During the summer of 2021 Sherwood served as the Museum’s second Artist-in-Residence and worked toward the creation of a new commission inspired by the Museum’s core story. Inspired by the history of the Lyme Art Colony, Sherwood created a three-dimensional stage set on the Museum’s grounds that replicates at scale the Artist’s Bedroom in the Florence Griswold House. Over the course of three months the artist placed her culinary creations within the structure to entice animals to interact with the interior and be captured on video. The set for The Artists’ Bedroom Bestiary is displayed in the exhibition along with the video.

The artist encourages us to contemplate how wild animals are constantly responding and adapting to humans’ impact on the environment that we share, such as the encroachment of urban and suburban development on their habitats. Her research shows how animals’ diets have evolved based on the availability of food waste produced by humans. As she has observed, they love the processed foods she offers like donuts and hot dogs (which many have sampled from overturned trashcans). Given the choice, she notes, “no one ever eats the kale!” Still, her experiments continue to surprise the artist and her audiences. Viewers experience within these films a simultaneous mix of whimsy, comedy, and the seriousness of the subject.

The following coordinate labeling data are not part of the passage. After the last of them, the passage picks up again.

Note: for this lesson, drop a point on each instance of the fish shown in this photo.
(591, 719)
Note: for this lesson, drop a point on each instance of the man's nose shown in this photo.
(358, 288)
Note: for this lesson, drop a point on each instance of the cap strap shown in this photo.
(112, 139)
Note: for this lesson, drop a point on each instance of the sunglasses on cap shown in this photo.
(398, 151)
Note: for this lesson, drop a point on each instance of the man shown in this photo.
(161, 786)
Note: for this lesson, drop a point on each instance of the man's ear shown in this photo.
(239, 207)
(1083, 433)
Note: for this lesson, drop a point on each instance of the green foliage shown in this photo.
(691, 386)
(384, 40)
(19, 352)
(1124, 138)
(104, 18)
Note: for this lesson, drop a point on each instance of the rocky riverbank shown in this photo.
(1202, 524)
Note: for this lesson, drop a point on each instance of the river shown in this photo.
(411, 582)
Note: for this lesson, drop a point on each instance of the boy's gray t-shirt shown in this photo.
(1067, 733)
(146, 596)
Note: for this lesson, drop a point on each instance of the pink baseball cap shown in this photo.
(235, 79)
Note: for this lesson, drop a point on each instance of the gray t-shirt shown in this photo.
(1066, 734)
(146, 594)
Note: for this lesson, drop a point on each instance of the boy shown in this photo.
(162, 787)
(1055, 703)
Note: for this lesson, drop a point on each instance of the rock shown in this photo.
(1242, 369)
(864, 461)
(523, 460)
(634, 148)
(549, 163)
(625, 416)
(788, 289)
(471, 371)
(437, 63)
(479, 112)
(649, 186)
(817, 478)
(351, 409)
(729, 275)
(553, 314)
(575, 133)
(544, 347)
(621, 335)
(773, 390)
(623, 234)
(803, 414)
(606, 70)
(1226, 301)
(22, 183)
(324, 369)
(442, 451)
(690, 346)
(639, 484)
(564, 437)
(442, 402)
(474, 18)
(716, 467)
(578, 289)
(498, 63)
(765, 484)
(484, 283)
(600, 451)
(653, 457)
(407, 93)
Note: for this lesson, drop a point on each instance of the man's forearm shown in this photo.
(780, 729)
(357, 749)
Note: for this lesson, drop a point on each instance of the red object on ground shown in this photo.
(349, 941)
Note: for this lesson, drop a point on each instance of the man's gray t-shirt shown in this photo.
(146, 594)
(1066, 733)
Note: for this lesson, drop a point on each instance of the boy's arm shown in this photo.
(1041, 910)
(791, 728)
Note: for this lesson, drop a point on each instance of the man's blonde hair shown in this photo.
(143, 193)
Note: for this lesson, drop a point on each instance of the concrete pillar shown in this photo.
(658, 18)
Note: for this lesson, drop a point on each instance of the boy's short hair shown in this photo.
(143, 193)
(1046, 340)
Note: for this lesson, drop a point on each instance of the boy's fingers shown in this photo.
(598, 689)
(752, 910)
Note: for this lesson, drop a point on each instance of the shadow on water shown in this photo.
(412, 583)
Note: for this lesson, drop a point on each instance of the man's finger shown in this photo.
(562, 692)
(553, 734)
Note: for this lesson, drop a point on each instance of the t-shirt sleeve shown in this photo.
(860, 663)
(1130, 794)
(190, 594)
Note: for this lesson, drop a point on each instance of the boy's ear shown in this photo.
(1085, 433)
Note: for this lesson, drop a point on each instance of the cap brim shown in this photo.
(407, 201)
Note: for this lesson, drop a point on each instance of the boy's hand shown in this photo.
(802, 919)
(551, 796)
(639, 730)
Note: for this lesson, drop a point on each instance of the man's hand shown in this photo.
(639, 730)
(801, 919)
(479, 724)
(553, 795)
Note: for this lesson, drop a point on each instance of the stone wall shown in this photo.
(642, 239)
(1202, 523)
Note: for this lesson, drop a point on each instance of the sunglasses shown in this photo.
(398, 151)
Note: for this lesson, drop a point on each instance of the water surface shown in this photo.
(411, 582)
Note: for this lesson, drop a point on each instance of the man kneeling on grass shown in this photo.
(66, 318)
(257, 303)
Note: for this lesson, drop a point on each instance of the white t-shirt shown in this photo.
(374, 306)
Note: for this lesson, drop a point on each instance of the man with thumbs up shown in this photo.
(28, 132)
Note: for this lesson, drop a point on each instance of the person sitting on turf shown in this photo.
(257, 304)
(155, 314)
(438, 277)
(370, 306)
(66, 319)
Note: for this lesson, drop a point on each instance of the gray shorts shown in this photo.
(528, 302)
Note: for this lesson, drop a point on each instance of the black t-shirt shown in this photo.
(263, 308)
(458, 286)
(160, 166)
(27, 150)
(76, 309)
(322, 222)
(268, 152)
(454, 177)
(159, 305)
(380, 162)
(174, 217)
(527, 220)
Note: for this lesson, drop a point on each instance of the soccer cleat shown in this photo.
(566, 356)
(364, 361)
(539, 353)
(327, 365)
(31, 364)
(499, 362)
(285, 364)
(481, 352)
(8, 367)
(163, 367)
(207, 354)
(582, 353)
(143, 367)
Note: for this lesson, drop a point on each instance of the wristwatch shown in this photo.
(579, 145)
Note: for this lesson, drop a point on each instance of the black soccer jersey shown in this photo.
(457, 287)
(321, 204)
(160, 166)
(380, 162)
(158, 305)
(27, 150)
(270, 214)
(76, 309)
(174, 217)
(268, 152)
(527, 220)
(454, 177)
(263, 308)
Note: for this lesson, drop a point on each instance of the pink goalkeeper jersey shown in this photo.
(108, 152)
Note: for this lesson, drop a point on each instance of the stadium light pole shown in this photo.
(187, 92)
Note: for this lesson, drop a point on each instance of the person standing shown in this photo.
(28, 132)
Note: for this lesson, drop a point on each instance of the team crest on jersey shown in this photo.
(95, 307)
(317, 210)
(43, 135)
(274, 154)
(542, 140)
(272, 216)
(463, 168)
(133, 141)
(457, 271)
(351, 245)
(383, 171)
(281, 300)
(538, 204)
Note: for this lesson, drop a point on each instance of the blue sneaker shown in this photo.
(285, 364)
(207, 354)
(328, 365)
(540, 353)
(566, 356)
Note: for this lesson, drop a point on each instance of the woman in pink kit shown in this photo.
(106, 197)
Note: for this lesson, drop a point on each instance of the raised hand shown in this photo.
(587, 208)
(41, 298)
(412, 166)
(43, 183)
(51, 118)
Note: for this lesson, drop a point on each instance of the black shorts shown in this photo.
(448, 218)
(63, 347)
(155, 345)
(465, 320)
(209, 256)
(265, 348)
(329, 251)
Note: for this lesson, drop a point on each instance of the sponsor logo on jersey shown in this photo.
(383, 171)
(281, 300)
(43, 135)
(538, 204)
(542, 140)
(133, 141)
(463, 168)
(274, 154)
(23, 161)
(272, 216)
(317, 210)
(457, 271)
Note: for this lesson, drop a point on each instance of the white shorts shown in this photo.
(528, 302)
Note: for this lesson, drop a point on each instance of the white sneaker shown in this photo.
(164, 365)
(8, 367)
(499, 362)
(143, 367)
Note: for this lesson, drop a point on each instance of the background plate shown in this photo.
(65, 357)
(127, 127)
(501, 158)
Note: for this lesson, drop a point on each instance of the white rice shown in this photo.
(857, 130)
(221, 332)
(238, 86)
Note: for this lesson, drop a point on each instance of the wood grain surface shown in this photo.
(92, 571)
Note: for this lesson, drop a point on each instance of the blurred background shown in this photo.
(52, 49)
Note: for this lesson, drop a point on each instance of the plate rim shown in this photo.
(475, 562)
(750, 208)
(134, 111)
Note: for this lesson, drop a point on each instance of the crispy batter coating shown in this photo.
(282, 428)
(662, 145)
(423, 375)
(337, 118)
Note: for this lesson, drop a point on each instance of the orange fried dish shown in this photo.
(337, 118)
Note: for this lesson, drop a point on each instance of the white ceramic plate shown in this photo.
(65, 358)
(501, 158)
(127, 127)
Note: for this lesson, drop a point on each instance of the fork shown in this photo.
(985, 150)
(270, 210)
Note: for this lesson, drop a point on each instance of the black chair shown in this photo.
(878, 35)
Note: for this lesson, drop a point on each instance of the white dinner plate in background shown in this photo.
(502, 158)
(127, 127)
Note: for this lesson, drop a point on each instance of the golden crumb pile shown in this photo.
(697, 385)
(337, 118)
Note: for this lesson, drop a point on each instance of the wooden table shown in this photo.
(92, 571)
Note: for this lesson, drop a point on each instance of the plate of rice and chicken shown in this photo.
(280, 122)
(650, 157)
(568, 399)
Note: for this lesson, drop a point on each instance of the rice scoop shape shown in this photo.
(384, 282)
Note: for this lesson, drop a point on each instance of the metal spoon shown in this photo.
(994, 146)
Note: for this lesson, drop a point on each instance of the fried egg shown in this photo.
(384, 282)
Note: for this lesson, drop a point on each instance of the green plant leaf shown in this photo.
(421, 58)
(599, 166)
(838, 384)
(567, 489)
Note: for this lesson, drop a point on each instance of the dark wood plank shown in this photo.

Sherwood creates watercolor sketches throughout her process, anticipating and reacting to the experience of the making, devouring, and deconstruction of the display captured by her camera.

Sculptural pieces like The Conservatory for Confectionary Curiosities transports the viewer to a French greenhouse filled with cast-resin gastronomical delights dotted with real, preserved insects, which appear to be trapped after attempting to consume them.

Hybrid works like The Confectionary Lives of Snails become their own ecosystems, where live snails feast on plants, flowers, and cakes. A display of glass-domed creations on the Griswold House dining room table invites viewers to contemplate the historic space enlivened by Sherwood’s contemporary voice—where animals will be dining instead of dined upon.

Another dimension of Sherwood’s work considers the intersection of the contemporary world, and particularly the feminine experience, with the occult, myth, ritual, historic literature, and dreams. Selected paintings depict versions of Alice in Wonderland, Persephone, or Medusa as heroine-protagonists in her narratives, juxtaposed with animals, food, and ancient iconography.

Her newest works build on her prior experiments by working with horses, and incorporate symbolism and references from myths that portrayed humans and animals as more closely intertwined. In her project, See/Sight (Sight Equus Mongolia), Sherwood used an infrared camera to film domestic and wild horses in Mongolia during the daytime, creating an abstract collage of footage featuring her young son and the sound of his voice trying to form his first words. The work draws parallels between the toddler and the horses’ behavior, who similarly and by chance, discover and approach the camera’s lens.

A hardcover exhibition catalogue Dana Sherwood: Animal Appetites and Other Encounters in Wildness written by the Museum’s Associate Curator and curator of the exhibition Jennifer Stettler Parsons was published May 2022. The first monograph on Dana Sherwood, this book showcases the New York artist’s pioneering experiments with cross-species communication. Her films, sculpture installations and paintings engage discussions around the environment, global food chains, the rapid growth of social media, feminism, animal studies and spirituality. Featuring a tipped-on cover image, metallic embossing and various page sizes and paper stocks, this book expands upon these themes, with essays and documentation of paintings, film stills and recipe and sketchbook facsimiles. Generously illustrated sections of plates are followed by a chronology of the artist’s career to date and a checklist of works. It is available in the Museum Shop and online.